Learn how to run arbitrary shell command through a DistributedShell YARN application.

  1. Prepare a UNIX-based Docker image. For example, ubuntu:18.04.
  2. In Cloudera Manager, select the YARN service.
  3. Click the Configuration tab.
  4. Search for docker.trusted.registries and find the Trusted Registries for Docker Containers property.
  5. Add library to the list of trusted registries to allow ubuntu:18.04.
  6. Click Save Changes.
  7. Restart the YARN service using Cloudera Manager.
  8. Search for the hadoop-yarn-applications-distributedshell jar in a Cloudera Manager manager host.
  9. Set the YARN_JAR environment variable to the path of the hadoop-yarn-applications-distributedshell jar.

    For example, using the default value:

    YARN_JAR=/opt/cloudera/parcels/CDH/jars/hadoop-yarn-applications-distributedshell-<jar version number>.jar

  10. Choose an arbitrary shell command.

    For example “cat /etc/*-release” which displays OS-related information in UNIX-based systems.

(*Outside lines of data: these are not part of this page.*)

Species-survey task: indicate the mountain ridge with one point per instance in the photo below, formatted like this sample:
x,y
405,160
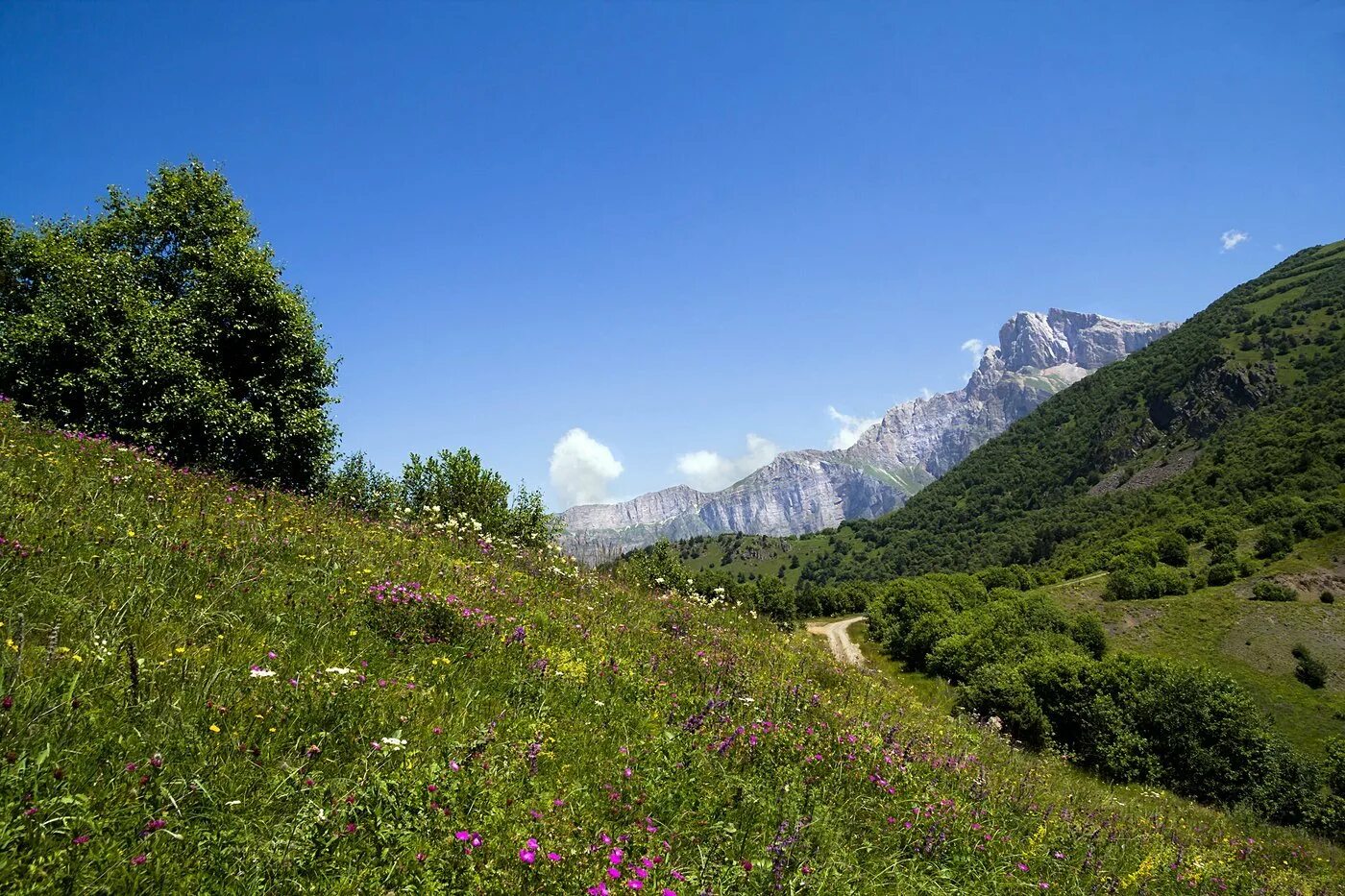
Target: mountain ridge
x,y
915,443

  11. Run the DistributedShell job providing the shell command in the -shell_command option:
    sudo -u hdfs hadoop org.apache.hadoop.yarn.applications.distributedshell.Client \
     -jar $YARN_JAR \
     -shell_command "cat /etc/*-release" \
     -shell_env YARN_CONTAINER_RUNTIME_TYPE=docker \
     -shell_env YARN_CONTAINER_RUNTIME_DOCKER_IMAGE=library/ubuntu:18.04
    
  12. Check the output of the command using yarn log command line tool:
    sudo -u yarn yarn logs -applicationId <id of the DistributedShell application> -log_files stdout
    The output should look like the following in case of the ubuntu image:
    DISTRIB_ID=Ubuntu
    DISTRIB_RELEASE=18.04
    DISTRIB_CODENAME=bionic
    DISTRIB_DESCRIPTION="Ubuntu 18.04.3 LTS"
    NAME="Ubuntu"
    VERSION="18.04.3 LTS (Bionic Beaver)"
    ...